Infatti nei giorni scorsi il Pd ha firmato un’alleanza con Azione e +Europa, fondata su due pagine di convergenze programmatiche; ma insieme ha formulato una propria distintiva proposta, la dote per i diciottenni. Proposta apprezzabile, sebbene forse imperfetta, che però è subito annegata nelle accese polemiche tra centristi e rosso-verdi.

L’eco debolissima che essa ha ricevuto attesta che, tra qui e il voto, molto difficilmente un Pd vincolato a una coalizione programmatica ma ideologicamente disomogenea riuscirà a promuovere le proprie idee in modo credibile.

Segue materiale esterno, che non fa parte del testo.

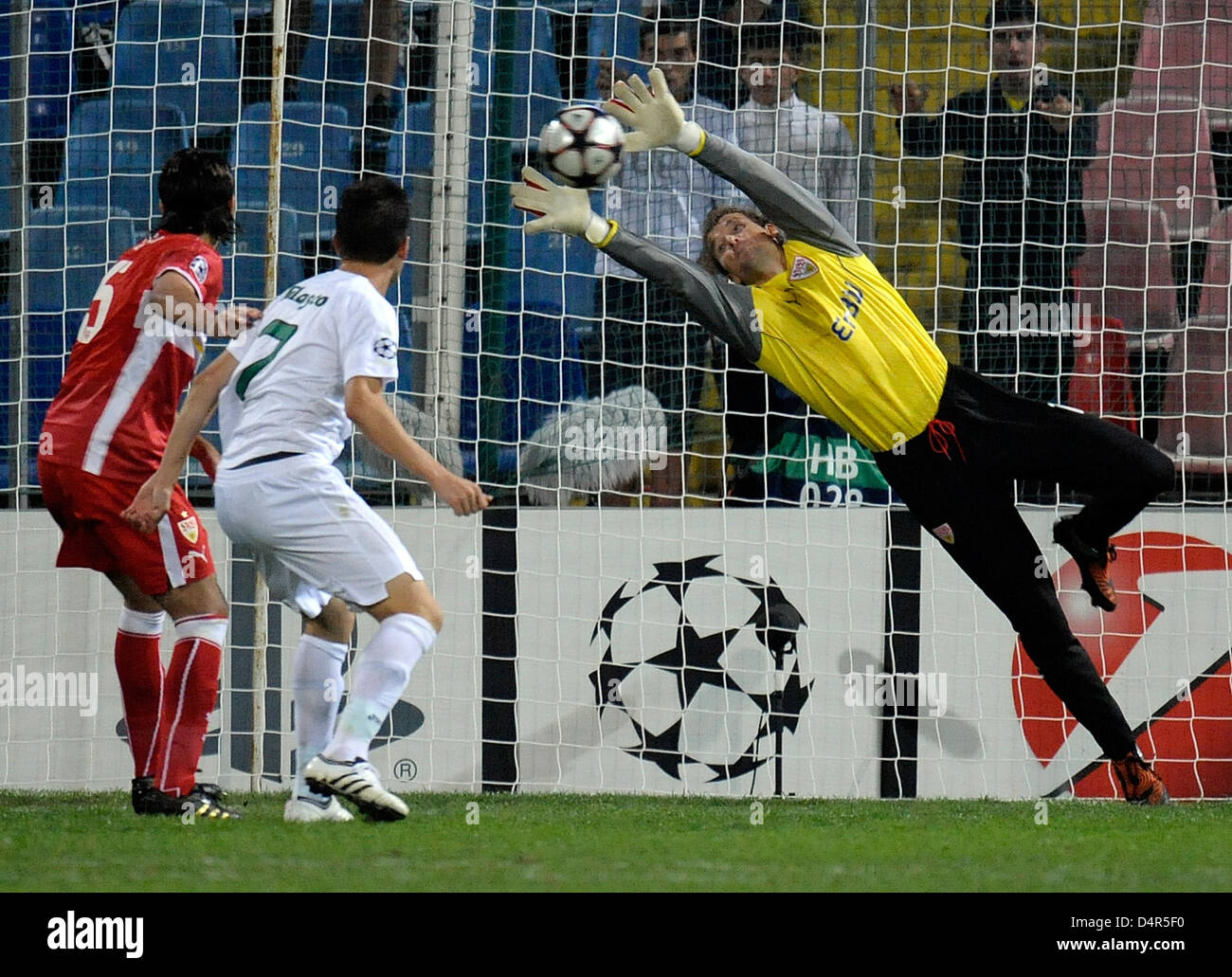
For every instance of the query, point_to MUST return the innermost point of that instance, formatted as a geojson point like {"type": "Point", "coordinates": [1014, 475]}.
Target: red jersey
{"type": "Point", "coordinates": [128, 370]}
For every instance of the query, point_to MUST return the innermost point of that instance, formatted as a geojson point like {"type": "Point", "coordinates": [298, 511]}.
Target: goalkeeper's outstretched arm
{"type": "Point", "coordinates": [657, 121]}
{"type": "Point", "coordinates": [725, 308]}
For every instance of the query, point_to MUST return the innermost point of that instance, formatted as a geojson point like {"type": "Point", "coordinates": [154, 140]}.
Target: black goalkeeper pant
{"type": "Point", "coordinates": [956, 477]}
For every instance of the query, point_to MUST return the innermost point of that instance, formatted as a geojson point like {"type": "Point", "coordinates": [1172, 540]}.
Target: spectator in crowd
{"type": "Point", "coordinates": [814, 151]}
{"type": "Point", "coordinates": [1026, 140]}
{"type": "Point", "coordinates": [721, 25]}
{"type": "Point", "coordinates": [645, 336]}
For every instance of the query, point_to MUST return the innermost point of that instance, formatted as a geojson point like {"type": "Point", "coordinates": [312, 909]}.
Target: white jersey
{"type": "Point", "coordinates": [287, 394]}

Anzi, plausibilmente Ignazi prevede che Azione e +Europa saranno «la punta di lancia della coalizione, quelli che daranno il tono al campagna elettorale», con la probabile conseguenza di «perdere la componente verde-rossa» ed «esaltare il profilo laburista del M5s, rinvigorito nel suo appello anticasta». La terza via è un vicolo cieco.

Verosimilmente il Pd l’ha preferita perché ha paura di scegliere, ha poche idee condivise, e un accordo al ribasso è parso più semplice che battersi su di esse. Un accordo farcito di qualche ideuzza, però, che ha l’effetto di respingere chi non le condivide. Questa strategia condanna il partito all’afasia e costringe la coalizione in confini troppo stretti.

La sterzata è urgente. Se il Pd non si fida delle proprie idee abbracci senza timore la strategia della coalizione larga, e aggreghi chiunque promette un apporto netto positivo di voti. Ciò sembra escludere i soli «renziani», apparentemente molto detestati (e forse più utili, loro malgrado, in mezzo e da soli).

Ma rosso-verdi e M5s devono assolutamente essere inclusi, anche a prezzo della più litigiosa cacofonia: si limiti l’accordo di coalizione alle sole candidature, e poi ciascuno dica ciò che vuole e attacchi chi desidera. È la strategia peggiore, ma è una strategia sensata: la terza via no.

È interesse sia del Pd sia di Azione/+Europa allargare la coalizione, superando anche il veto al M5s, e ciò sia che essi mirino a difendere la costituzione e l’UE sia che abbiano fini più bassi: gli ultimatum di Azione e dei rosso-verdi non sono ideologici, credo, ma funzionali al negoziato sulla spartizione dei seggi che il Pd dovrà cedere agli alleati. 

Lo stesso dovrebbe valere per il M5s, che è meno lucido ma non ha ideologie da difendere e rischia egualmente di sparire. Il negoziato sarà infiammato sino al termine per presentare le candidature, ma i seggi del Pd possono chiuderlo: poi sarà interesse comune che i litigi si acquietino.